復元できたら、二度と同じ悲劇を繰り返さないための予防策を設定しておきましょう。

  • 「ライブラリを同期」をすべてのデバイスでオンにする(Apple Music / iTunes Match利用者)
  • Finderで「音楽を同期」にチェックを入れる前に、Mac側のミュージックライブラリに曲が入っていることを確認する
  • 古いMacの「認証解除」を忘れずに行う(ミュージックアプリ →「アカウント」→「認証」→「このコンピュータの認証を解除」)

Apple Musicに入っていない人はどうすればいい?

Apple Music(月額1,080円)やiTunes Match(月額480円)に加入していない場合、CDから取り込んだ曲はクラウドに保存されていません。つまり、古いMac(またはPC)にしかデータが残っていない可能性があります。

この場合の対処法は以下のとおりです。

  • 古いMacがまだ手元にある:方法3の手順でライブラリをコピーする
  • 古いMacはもう手放した:Time Machineバックアップが外付けHDDに残っていれば、そこからミュージックフォルダだけをコピーできる
  • バックアップもない:残念ながら、CDから再度取り込むしかありません。今後はiTunes Match(月額480円)に加入しておくと、手持ちの曲をクラウドに保管できるので再発を防げます

FAQ

FinderでiPhoneを繋いだだけで曲は消える?

繋いだだけでは消えません。Finderの「ミュージック」タブで「音楽を同期」にチェックを入れて「適用」を押したときに初めて同期が実行されます。ただし、以前のMacで自動同期をオンにしていた場合、新しいMacでも自動的に同期が始まることがあるので気をつけましょう。

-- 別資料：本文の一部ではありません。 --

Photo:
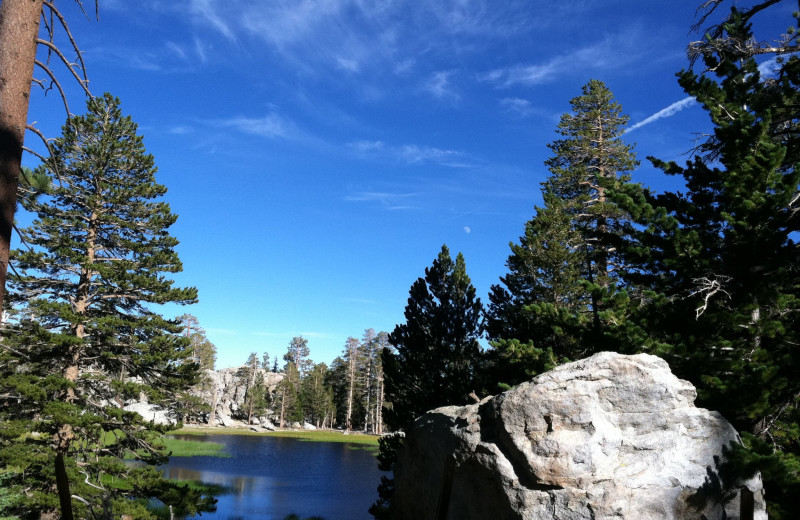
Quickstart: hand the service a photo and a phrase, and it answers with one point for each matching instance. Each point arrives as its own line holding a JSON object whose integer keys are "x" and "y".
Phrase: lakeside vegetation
{"x": 303, "y": 435}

Apple Musicの曲が消えたら月額料金は無駄になる?

Apple Musicの曲はクラウドに保存されているので、「ライブラリを同期」をオンにすれば再ダウンロードできます。ただし、Apple Musicを解約すると、ダウンロードした曲もすべて再生できなくなります(Apple公式)。

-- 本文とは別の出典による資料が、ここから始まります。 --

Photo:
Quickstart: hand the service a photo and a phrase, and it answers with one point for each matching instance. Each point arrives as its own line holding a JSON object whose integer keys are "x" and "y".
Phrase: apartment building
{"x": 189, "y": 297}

WindowsからMacに乗り換えた場合はどうなる?

Windows版iTunesのミュージックライブラリも、外付けHDDやクラウドストレージ経由でMacに移行できます。Windowsの場合、iTunesライブラリは通常 C:\Users\ユーザー名\Music\iTunes にあります。このフォルダごとMacにコピーし、方法3の手順で読み込めばOKです。

iPhoneからMacに曲を逆転送できないの?

Appleの標準機能では、iPhoneからMacへの音楽転送はサポートされていません(一方通行)。サードパーティの転送ソフト(iMazing、AnyTransなど)を使えば技術的には可能ですが、DRM(著作権保護)付きの曲は転送できない場合があります。

同期前にiPhoneのバックアップを取っておくべき?

絶対に取っておきましょう。新しいMacに繋ぐ前に、iCloudバックアップまたはFinderでのローカルバックアップを実行しておけば、万が一曲が消えても復元できます。iCloudバックアップは「設定」→「自分の名前」→「iCloud」→「iCloudバックアップ」→「今すぐバックアップ」で実行できます。